In [1]:
%matplotlib inline

Getting Started with Pre-trained I3D Models on Kinetics400
=============================================================

`Kinetics400`  is an action recognition dataset
of realistic action videos, collected from YouTube. With about 240K training and 2K validation short trimmed videos
from 400 action categories, it is one of the most widely used dataset in the research
community for benchmarking state-of-the-art video action recognition models.

In this tutorial, we will demonstrate how to load a pre-trained model from `gluoncv-model-zoo`
and classify videos from the Internet or your local disk into one of the 400 action classes.

Step by Step
------------

We will show two exmaples here. For simplicity, we first try out a pre-trained Kinetics400 model
on a single video clip. 

First, please follow the `installation guide <../../index.html#installation>`__
to install ``MXNet`` and ``GluonCV`` if you haven't done so yet.


In [None]:
import matplotlib.pyplot as plt
import numpy as np
import mxnet as mx
from mxnet import gluon, nd, image
from mxnet.gluon.data.vision import transforms
from gluoncv.data.transforms import video
from gluoncv import utils
from gluoncv.model_zoo import get_model

Then, we download and show the example image:



In [None]:
url = 'https://github.com/bryanyzhu/tiny-kinetics400/raw/master/abseiling.mp4'
im_fname = utils.download(url)

img = image.imread(im_fname)

plt.imshow(img.asnumpy())
plt.show()

In case you don't recognize it, the image is a man abseiling :)

Now we define transformations for the image.



In [None]:
transform_fn = transforms.Compose([
    video.VideoCenterCrop(size=224),
    video.VideoToTensor(),
    video.VideoNormalize([0.485, 0.456, 0.406], [0.229, 0.224, 0.225])
])

This transformation function does three things:
center crop the image to 224x224 in size,
transpose it to ``num_channels*height*width``,
and normalize with mean and standard deviation calculated across all ImageNet images.

What does the transformed image look like?



In [None]:
img_list = transform_fn([img.asnumpy()])
plt.imshow(np.transpose(img_list[0], (1,2,0)))
plt.show()

Can't recognize anything? *Don't panic!* Neither do I.
The transformation makes it more "model-friendly", instead of "human-friendly".

Next, we load a pre-trained model.



In [None]:
net = get_model('i3d_resnet50_v1_kinetics400', nclass=400, pretrained=True)

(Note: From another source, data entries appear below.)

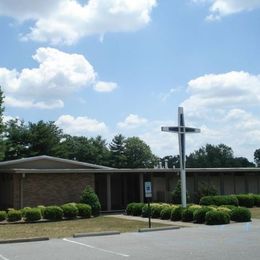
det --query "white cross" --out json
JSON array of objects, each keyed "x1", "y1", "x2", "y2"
[{"x1": 161, "y1": 107, "x2": 200, "y2": 208}]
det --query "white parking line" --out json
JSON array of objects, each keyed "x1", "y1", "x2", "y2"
[
  {"x1": 0, "y1": 255, "x2": 9, "y2": 260},
  {"x1": 62, "y1": 238, "x2": 129, "y2": 260}
]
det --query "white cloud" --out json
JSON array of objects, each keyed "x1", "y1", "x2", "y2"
[
  {"x1": 192, "y1": 0, "x2": 260, "y2": 21},
  {"x1": 181, "y1": 71, "x2": 260, "y2": 160},
  {"x1": 94, "y1": 81, "x2": 118, "y2": 92},
  {"x1": 182, "y1": 71, "x2": 260, "y2": 115},
  {"x1": 4, "y1": 96, "x2": 64, "y2": 109},
  {"x1": 117, "y1": 114, "x2": 147, "y2": 129},
  {"x1": 0, "y1": 48, "x2": 116, "y2": 109},
  {"x1": 0, "y1": 0, "x2": 156, "y2": 44},
  {"x1": 55, "y1": 115, "x2": 107, "y2": 136}
]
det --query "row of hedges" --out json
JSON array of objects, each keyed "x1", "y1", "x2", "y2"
[
  {"x1": 0, "y1": 203, "x2": 92, "y2": 222},
  {"x1": 126, "y1": 203, "x2": 251, "y2": 225},
  {"x1": 200, "y1": 194, "x2": 260, "y2": 208}
]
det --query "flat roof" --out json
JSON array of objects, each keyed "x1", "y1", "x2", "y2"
[{"x1": 0, "y1": 167, "x2": 260, "y2": 174}]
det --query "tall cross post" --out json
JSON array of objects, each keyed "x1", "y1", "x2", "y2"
[{"x1": 161, "y1": 107, "x2": 200, "y2": 208}]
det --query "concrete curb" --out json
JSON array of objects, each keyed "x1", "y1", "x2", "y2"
[
  {"x1": 0, "y1": 237, "x2": 50, "y2": 244},
  {"x1": 138, "y1": 227, "x2": 180, "y2": 232},
  {"x1": 73, "y1": 231, "x2": 120, "y2": 237}
]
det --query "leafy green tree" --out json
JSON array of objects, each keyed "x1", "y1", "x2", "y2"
[
  {"x1": 5, "y1": 119, "x2": 30, "y2": 160},
  {"x1": 254, "y1": 149, "x2": 260, "y2": 167},
  {"x1": 59, "y1": 135, "x2": 109, "y2": 165},
  {"x1": 125, "y1": 137, "x2": 156, "y2": 168},
  {"x1": 80, "y1": 186, "x2": 101, "y2": 217},
  {"x1": 109, "y1": 134, "x2": 127, "y2": 168},
  {"x1": 90, "y1": 135, "x2": 109, "y2": 165},
  {"x1": 5, "y1": 120, "x2": 63, "y2": 160},
  {"x1": 186, "y1": 144, "x2": 253, "y2": 168},
  {"x1": 0, "y1": 86, "x2": 5, "y2": 161}
]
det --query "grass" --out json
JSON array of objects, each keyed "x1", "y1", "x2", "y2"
[
  {"x1": 0, "y1": 216, "x2": 167, "y2": 239},
  {"x1": 250, "y1": 207, "x2": 260, "y2": 219}
]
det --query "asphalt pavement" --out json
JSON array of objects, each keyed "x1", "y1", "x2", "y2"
[{"x1": 0, "y1": 220, "x2": 260, "y2": 260}]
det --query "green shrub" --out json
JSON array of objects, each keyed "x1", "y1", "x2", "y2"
[
  {"x1": 193, "y1": 207, "x2": 212, "y2": 224},
  {"x1": 76, "y1": 203, "x2": 91, "y2": 218},
  {"x1": 61, "y1": 203, "x2": 79, "y2": 219},
  {"x1": 217, "y1": 206, "x2": 231, "y2": 217},
  {"x1": 230, "y1": 207, "x2": 251, "y2": 222},
  {"x1": 171, "y1": 206, "x2": 183, "y2": 221},
  {"x1": 7, "y1": 209, "x2": 22, "y2": 222},
  {"x1": 219, "y1": 205, "x2": 237, "y2": 210},
  {"x1": 43, "y1": 206, "x2": 63, "y2": 220},
  {"x1": 24, "y1": 208, "x2": 42, "y2": 222},
  {"x1": 188, "y1": 204, "x2": 202, "y2": 211},
  {"x1": 80, "y1": 186, "x2": 101, "y2": 217},
  {"x1": 181, "y1": 208, "x2": 195, "y2": 222},
  {"x1": 236, "y1": 194, "x2": 255, "y2": 208},
  {"x1": 205, "y1": 210, "x2": 230, "y2": 225},
  {"x1": 151, "y1": 203, "x2": 163, "y2": 218},
  {"x1": 194, "y1": 182, "x2": 218, "y2": 203},
  {"x1": 171, "y1": 180, "x2": 190, "y2": 204},
  {"x1": 200, "y1": 195, "x2": 238, "y2": 206},
  {"x1": 253, "y1": 194, "x2": 260, "y2": 207},
  {"x1": 21, "y1": 207, "x2": 32, "y2": 218},
  {"x1": 160, "y1": 206, "x2": 173, "y2": 219},
  {"x1": 37, "y1": 205, "x2": 46, "y2": 216},
  {"x1": 0, "y1": 211, "x2": 7, "y2": 221},
  {"x1": 126, "y1": 202, "x2": 144, "y2": 216}
]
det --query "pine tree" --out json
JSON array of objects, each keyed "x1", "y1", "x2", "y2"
[
  {"x1": 109, "y1": 134, "x2": 126, "y2": 168},
  {"x1": 0, "y1": 86, "x2": 5, "y2": 161}
]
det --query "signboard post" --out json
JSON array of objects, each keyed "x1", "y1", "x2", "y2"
[
  {"x1": 161, "y1": 107, "x2": 200, "y2": 208},
  {"x1": 144, "y1": 181, "x2": 152, "y2": 228}
]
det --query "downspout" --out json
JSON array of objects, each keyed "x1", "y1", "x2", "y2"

Note that if you want to use InceptionV3 series model, please resize the image to have
both dimensions larger than 299 (e.g., 340x450) and change input size from 224 to 299
in the transform function. Finally, we prepare the image and feed it to the model.



In [None]:
pred = net(nd.array(img_list[0]).expand_dims(axis=0))

classes = net.classes
topK = 5
ind = nd.topk(pred, k=topK)[0].astype('int')
print('The input video frame is classified to be')
for i in range(topK):
    print('\t[%s], with probability %.3f.'%
          (classes[ind[i].asscalar()], nd.softmax(pred)[0][ind[i]].asscalar()))

We can see that our pre-trained model predicts this video frame
to be ``abseiling`` action with high confidence.